Я слышал и такое. Я читал вывешенную на улицах антисемитскую газетенку "Штюрмер".
Я понимал, кто такой Гитлер. Так что последующее развитие нацизма меня не удивило.
Уже в 1937 г. для одиннадцатилетнего мальчика, французского еврея, который общался
с немецкими подростками двенадцати-тринадцати лет, все было ясно. Я видел все
то, чего французские евреи, взрослые, быть может, еще не видели. И не только они,
но даже сами немецкие евреи. Вам понятно теперь, что все это наложило на меня
сильнейший отпечаток. Все последующее не застало меня врасплох. Да и как я мог
удивляться, если, еще будучи ребенком, понял все сразу, интуитивно. Именно в Германии
я впервые увидел взрослых христиан. Они были антинацистами. Это единственное,
что я тогда отметил в них.

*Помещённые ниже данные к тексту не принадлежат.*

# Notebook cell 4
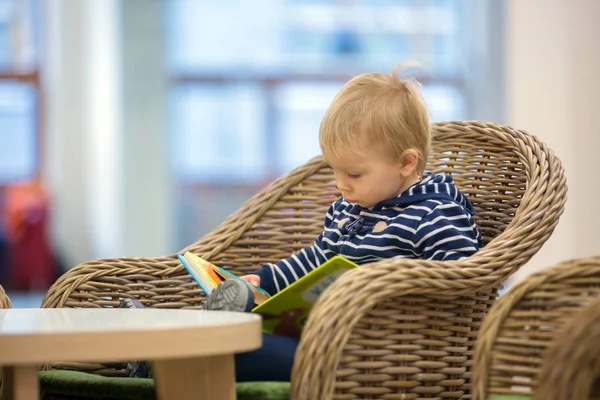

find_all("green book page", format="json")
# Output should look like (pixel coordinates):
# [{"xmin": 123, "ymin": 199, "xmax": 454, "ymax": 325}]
[{"xmin": 252, "ymin": 256, "xmax": 357, "ymax": 337}]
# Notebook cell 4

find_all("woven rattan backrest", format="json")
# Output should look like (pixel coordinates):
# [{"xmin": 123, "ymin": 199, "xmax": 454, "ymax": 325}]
[{"xmin": 189, "ymin": 122, "xmax": 527, "ymax": 273}]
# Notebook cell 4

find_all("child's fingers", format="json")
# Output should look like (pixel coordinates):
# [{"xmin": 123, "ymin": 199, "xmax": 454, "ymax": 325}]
[{"xmin": 242, "ymin": 275, "xmax": 260, "ymax": 287}]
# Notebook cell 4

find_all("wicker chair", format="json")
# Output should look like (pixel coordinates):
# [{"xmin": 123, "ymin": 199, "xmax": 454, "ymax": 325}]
[
  {"xmin": 42, "ymin": 121, "xmax": 566, "ymax": 400},
  {"xmin": 0, "ymin": 285, "xmax": 12, "ymax": 399},
  {"xmin": 535, "ymin": 290, "xmax": 600, "ymax": 400},
  {"xmin": 473, "ymin": 257, "xmax": 600, "ymax": 400}
]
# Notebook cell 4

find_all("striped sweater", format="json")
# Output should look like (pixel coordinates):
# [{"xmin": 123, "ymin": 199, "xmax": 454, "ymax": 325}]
[{"xmin": 255, "ymin": 174, "xmax": 482, "ymax": 294}]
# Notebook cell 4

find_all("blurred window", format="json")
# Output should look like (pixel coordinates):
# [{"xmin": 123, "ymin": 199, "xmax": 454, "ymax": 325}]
[
  {"xmin": 0, "ymin": 0, "xmax": 41, "ymax": 186},
  {"xmin": 165, "ymin": 0, "xmax": 482, "ymax": 245}
]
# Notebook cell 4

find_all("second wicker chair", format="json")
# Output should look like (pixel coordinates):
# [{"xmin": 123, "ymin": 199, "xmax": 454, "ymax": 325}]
[{"xmin": 473, "ymin": 257, "xmax": 600, "ymax": 400}]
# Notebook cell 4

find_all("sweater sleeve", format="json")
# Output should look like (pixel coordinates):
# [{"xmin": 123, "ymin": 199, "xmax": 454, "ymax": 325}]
[
  {"xmin": 414, "ymin": 203, "xmax": 482, "ymax": 260},
  {"xmin": 254, "ymin": 203, "xmax": 336, "ymax": 295}
]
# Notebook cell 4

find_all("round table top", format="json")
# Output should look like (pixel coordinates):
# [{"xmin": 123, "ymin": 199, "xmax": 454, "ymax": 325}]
[{"xmin": 0, "ymin": 308, "xmax": 262, "ymax": 365}]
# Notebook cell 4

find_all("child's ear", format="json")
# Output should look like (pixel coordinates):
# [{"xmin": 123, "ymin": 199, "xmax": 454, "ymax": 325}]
[{"xmin": 400, "ymin": 149, "xmax": 419, "ymax": 178}]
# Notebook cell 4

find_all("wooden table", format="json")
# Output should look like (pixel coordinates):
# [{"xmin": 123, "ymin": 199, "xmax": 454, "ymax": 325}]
[{"xmin": 0, "ymin": 308, "xmax": 262, "ymax": 400}]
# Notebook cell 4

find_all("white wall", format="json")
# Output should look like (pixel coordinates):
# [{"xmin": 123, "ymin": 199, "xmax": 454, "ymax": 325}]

И тогда же я догадался, почему у Бога такая связь с
евреями: из-за Мессии - в противоположность "Gott mit uns" на солдатских
пряжках. Короче, в эти годы я стал приближаться к христианству. Размышлял, читал.
На меня повлияло чтение, культура, которую я воспринял в школе благодаря разным
учителям, часть из которых была евреями, но узнал я об этом лишь впоследствии.
Одни были ревностными католиками, другие - неверующими и агностиками. Никакого
другого влияния на меня не оказывалось. Но внутренне я прошел целый путь. В сущности,
Христос как Мессия, Христос - образ еврейского народа - вот ключевая тема моих
тогдашних размышлений. В ту же эпоху я ощутил и всю тяжесть исторических гонений,
которые были уделом евреев и вместе с тем - их достоинством. Тогда я хотел стать
врачом, потому что это лучший путь служения людям. Родители говорили мне, что
если к нам относятся иначе, чем к другим, то именно поэтому мы должны быть лучше
других, более справедливыми, должны служить всем людям, защищать бедных и несчастных,
Я не видел лучшего способа "служить людям", чем путь врача. Это было,
скажем, моей тогдашней мечтой. Или же путь великого писателя, как Золя, чтобы
защищать угнетенных.
Д. Ю. - Но Вы не говорили о влиянии, которое оказала на Вас
Библия.
М. Л. - Да.
Д. Ю. - Вы столкнулись в ней с чем-нибудь, что привело Вас
в смущение? Что в действительности с Вами происходило?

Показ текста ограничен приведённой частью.